Our oceans are a massive attraction for tourists around the globe every year. Although visiting these beautiful natural areas can be a fulfilling experience, one must be aware of the effects it may bring upon the environment. If tourism is done in an unsustainable manner, it can bring about numerous negative effects on our oceans. 

How can marine tourism harm corals?

To start off, marine tourism can disrupt and damage our coral reefs, which are epicenters of life and biodiversity. According to EarthJustice.org, when diving excursions touch, pollute, or break off parts of the reef, the corals will experience stress, which actually leads to coral bleaching, a harmful process for not only the coral, but the entire ecosystem as a whole. During the process, the corals attempt to expel the brightly colored algae that reside on them, resulting in a sort of white appearance. This will lead to their death, which brings detrimental consequences to the life that depend on them. Another negative effect that can be brought on by unsustainable tourism practices is that of sedimentation. EarthJustice.org states that this process involves the deposition of dirt and debris into the ocean, polluting the marine ecosystems and blocking the much needed sunlight that algae rely on to survive. Once this sunlight is blocked, the algae die, once again bringing about coral bleaching. In Costa Rica, sedimentation occurs through the processes of dredging, loging, agriculture, and coastal development that is brought about by marine tourism. Earthjustice.org goes on to state that 50% of all coral reefs in Latin America are at risk of degradation in the next five to ten years. Additionally, 30% of coral reefs around the globe are already severely damaged, and 70% of all reefs are expected to disappear by 2030 (Cossio, 7). This would bring about detrimental consequences to the entire planet, as thousands of species that are necessary to the ocean and the planet as a whole rely on these reefs. They also bring about many benefits to humans as well, housing large fisheries, which bring in large amounts of income and food, the mitigation of the effects of natural disasters, and being epicenters for tourism.
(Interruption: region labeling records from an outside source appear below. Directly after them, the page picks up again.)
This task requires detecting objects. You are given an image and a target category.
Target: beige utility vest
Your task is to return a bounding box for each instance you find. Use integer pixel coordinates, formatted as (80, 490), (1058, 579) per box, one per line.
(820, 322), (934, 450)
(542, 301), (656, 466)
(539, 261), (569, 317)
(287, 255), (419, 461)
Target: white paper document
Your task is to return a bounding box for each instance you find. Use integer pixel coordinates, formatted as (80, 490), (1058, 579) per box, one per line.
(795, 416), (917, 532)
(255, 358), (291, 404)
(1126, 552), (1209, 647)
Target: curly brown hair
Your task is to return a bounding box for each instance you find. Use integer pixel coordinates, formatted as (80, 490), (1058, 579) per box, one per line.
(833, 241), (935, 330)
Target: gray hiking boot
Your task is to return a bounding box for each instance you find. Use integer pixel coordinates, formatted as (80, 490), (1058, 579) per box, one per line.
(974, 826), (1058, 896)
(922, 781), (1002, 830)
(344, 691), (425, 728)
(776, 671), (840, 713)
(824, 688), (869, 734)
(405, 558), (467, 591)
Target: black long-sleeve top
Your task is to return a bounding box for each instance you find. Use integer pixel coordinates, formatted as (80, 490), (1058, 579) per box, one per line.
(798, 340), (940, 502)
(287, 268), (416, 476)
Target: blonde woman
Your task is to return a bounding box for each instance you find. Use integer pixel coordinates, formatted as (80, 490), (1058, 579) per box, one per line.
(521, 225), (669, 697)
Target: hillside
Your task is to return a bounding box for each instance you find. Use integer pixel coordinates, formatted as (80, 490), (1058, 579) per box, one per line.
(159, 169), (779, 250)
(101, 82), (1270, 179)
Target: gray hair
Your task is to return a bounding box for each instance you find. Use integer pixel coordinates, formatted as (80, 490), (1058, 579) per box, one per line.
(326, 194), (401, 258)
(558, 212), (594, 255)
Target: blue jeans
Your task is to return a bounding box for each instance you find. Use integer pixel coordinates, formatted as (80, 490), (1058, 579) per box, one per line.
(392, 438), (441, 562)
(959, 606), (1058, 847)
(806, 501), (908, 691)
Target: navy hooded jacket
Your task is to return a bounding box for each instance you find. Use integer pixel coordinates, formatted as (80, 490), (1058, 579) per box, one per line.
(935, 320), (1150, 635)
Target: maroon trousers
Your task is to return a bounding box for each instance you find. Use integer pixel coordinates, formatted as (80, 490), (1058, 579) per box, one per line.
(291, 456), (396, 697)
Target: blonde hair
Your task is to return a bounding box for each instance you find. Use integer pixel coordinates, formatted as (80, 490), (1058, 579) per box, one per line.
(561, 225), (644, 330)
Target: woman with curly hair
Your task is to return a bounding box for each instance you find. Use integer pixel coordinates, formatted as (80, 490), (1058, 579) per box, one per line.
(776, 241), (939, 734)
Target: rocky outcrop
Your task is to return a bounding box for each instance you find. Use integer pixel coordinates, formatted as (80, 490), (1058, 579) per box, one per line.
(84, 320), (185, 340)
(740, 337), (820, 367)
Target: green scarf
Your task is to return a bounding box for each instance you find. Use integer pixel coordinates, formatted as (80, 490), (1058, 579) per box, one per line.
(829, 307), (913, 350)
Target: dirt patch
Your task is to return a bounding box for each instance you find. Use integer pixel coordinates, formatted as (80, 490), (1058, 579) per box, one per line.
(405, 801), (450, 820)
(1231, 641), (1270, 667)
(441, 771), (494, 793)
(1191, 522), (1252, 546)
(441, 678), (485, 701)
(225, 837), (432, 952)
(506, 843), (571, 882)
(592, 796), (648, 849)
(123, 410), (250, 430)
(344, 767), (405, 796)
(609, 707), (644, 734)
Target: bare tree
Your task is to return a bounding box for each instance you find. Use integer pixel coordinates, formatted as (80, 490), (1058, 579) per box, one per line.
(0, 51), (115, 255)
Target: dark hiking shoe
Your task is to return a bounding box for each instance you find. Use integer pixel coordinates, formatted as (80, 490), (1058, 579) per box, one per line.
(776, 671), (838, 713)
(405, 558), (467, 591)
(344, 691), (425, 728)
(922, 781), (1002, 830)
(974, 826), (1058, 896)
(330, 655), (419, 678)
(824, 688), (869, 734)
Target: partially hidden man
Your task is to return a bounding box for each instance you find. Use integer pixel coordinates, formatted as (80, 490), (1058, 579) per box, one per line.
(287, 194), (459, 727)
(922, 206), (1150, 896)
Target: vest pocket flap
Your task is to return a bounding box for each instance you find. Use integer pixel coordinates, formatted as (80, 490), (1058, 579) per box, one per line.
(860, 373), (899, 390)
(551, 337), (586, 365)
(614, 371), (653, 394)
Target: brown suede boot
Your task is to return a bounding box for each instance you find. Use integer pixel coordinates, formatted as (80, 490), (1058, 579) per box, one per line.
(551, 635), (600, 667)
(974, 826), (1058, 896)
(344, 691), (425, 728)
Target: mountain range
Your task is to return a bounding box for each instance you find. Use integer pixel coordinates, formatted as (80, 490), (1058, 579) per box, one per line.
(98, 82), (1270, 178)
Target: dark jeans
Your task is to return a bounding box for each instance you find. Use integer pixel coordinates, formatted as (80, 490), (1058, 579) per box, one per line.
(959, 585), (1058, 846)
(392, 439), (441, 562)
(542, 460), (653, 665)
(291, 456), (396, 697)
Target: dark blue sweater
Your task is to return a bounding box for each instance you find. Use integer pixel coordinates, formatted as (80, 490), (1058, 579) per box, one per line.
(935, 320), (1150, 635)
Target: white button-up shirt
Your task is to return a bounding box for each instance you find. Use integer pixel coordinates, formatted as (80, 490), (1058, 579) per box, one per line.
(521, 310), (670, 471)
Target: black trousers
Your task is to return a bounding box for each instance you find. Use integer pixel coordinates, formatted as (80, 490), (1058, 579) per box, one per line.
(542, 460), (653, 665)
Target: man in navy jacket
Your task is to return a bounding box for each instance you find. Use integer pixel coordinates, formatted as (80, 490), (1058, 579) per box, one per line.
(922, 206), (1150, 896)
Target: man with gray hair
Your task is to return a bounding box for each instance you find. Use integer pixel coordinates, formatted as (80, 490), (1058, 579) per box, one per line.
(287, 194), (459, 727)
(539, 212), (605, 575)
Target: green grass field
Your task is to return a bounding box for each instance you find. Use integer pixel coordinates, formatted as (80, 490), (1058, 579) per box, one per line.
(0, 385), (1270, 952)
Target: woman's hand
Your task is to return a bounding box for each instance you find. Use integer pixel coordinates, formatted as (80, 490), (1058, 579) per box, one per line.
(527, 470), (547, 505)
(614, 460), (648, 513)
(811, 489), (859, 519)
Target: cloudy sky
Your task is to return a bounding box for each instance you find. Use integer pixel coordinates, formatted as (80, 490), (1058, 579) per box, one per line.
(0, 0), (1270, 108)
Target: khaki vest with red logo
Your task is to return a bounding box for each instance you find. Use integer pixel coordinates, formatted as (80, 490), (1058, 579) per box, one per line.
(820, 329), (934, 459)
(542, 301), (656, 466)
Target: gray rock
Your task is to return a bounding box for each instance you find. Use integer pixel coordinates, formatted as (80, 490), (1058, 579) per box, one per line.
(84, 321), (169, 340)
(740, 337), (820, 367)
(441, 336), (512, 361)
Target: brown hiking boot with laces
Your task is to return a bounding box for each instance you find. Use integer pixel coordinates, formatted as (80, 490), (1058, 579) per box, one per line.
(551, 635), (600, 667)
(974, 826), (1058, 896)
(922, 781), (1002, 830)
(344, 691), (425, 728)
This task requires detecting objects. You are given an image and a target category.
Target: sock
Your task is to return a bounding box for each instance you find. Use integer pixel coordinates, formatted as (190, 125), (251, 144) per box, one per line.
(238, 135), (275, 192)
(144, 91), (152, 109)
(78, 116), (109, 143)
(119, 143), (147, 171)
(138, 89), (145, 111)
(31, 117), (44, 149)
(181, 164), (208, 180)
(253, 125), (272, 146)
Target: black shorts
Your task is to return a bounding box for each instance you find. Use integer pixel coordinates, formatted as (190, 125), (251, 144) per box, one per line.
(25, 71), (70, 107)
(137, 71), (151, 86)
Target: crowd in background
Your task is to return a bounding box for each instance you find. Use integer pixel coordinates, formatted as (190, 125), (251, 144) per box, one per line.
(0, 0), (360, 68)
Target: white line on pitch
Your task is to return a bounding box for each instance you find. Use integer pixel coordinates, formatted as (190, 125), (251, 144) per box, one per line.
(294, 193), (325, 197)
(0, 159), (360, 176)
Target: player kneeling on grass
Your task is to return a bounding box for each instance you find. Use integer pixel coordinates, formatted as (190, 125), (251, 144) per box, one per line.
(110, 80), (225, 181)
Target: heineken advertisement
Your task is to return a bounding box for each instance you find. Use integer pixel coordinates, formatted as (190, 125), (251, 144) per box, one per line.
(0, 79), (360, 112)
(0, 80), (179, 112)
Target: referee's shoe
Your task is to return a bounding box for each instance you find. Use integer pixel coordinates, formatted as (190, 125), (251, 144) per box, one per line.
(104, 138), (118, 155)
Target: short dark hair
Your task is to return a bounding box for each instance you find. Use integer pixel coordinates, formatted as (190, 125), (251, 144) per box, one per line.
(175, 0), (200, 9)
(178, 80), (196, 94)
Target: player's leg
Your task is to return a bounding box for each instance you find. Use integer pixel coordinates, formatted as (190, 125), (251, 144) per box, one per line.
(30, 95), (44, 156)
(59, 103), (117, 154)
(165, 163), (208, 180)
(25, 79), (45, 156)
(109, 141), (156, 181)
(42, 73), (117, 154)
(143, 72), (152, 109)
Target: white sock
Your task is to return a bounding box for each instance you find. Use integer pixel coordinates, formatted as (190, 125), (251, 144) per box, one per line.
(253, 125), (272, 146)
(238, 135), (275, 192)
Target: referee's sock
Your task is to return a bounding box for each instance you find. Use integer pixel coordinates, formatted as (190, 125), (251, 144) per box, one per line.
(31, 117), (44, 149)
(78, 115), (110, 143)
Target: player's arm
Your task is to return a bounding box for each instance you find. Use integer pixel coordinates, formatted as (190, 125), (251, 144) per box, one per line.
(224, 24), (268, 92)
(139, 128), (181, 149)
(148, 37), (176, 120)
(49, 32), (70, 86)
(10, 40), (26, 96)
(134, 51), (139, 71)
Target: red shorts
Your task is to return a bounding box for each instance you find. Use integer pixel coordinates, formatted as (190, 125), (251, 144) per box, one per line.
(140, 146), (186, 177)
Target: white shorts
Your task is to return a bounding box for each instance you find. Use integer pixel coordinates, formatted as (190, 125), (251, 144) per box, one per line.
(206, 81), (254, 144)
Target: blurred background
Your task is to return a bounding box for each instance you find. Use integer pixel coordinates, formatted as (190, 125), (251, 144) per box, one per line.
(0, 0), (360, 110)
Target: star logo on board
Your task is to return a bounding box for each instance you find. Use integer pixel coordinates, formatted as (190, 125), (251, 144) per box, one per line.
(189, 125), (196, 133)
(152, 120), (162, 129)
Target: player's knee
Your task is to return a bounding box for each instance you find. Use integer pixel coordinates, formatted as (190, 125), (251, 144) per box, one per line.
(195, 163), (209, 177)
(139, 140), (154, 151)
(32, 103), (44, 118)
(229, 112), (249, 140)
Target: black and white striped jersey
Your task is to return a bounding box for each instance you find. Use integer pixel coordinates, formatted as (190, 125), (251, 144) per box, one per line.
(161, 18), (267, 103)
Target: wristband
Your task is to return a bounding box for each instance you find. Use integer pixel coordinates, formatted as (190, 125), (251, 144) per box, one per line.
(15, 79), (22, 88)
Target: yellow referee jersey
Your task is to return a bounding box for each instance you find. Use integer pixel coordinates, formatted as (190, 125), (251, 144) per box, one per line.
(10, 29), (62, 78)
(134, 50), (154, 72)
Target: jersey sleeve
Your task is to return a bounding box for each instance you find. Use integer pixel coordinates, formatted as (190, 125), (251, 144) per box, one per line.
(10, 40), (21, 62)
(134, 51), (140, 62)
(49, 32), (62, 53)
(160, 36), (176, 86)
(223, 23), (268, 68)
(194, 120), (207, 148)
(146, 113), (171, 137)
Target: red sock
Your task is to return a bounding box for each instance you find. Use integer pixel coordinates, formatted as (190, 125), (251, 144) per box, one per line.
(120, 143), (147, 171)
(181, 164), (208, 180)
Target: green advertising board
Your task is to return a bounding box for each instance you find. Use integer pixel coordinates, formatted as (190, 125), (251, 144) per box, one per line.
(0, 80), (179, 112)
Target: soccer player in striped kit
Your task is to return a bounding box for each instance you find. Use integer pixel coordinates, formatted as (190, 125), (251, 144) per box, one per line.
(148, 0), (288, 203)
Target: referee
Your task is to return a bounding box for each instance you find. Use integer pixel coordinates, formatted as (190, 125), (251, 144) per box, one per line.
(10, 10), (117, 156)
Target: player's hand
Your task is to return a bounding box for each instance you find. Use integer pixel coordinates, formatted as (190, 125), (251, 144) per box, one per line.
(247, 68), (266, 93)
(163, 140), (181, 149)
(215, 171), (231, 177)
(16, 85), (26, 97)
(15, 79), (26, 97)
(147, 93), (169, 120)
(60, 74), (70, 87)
Marine Debris & Tourism – Profugo – A Global Neighborhood for a Better  Quality of LIfe

                                                    From We the Recyclates

Unsustainable tourism can also lead to innumerable amounts of garbage being dumped into the oceans. According to NOAA, marine debris can kill or harm wildlife, as they may consume it or become entangled within it. The World Economic Forum states that 8 million metric tonnes of plastic end up in the ocean each year (Lacle, Dragozet, Novotny, 11). In addition to this, they also state that 14,000 tonnes of toxic sunscreen end up in the ocean each year, and on top of this, 82,000 different kinds of chemicals can find their way into the oceans (Lacle, Dragozet, Novotny, 9). Planet Wild states that boat traffic can also affect marine life as well. It may lead to accidental oil spills, collisions with marine mammals, disturbance of the sea floor, the introduction of invasive species, and it may chase away key species from their habitats. Unsustainable tourism can also bring about the issue of noise pollution, as areas may have hundreds of boats all touring a coastline, bringing about a disruptive level of noise. As a result, this disrupts wildlife in the area, and additionally may also interrupt dolphin and whale communication, who rely on sound for communication and navigation. 


 Although tourism in marine areas acts as an escape for millions each year, as well as a massive source of income for many countries, it must be done in a sustainable manner. Unsustainable tourism brings a plethora of harmful consequences for our oceans, and it is imperative that it is addressed and acted on. One should still be able to enjoy the fruitful benefits of the ocean, but it must be only done in a careful manner.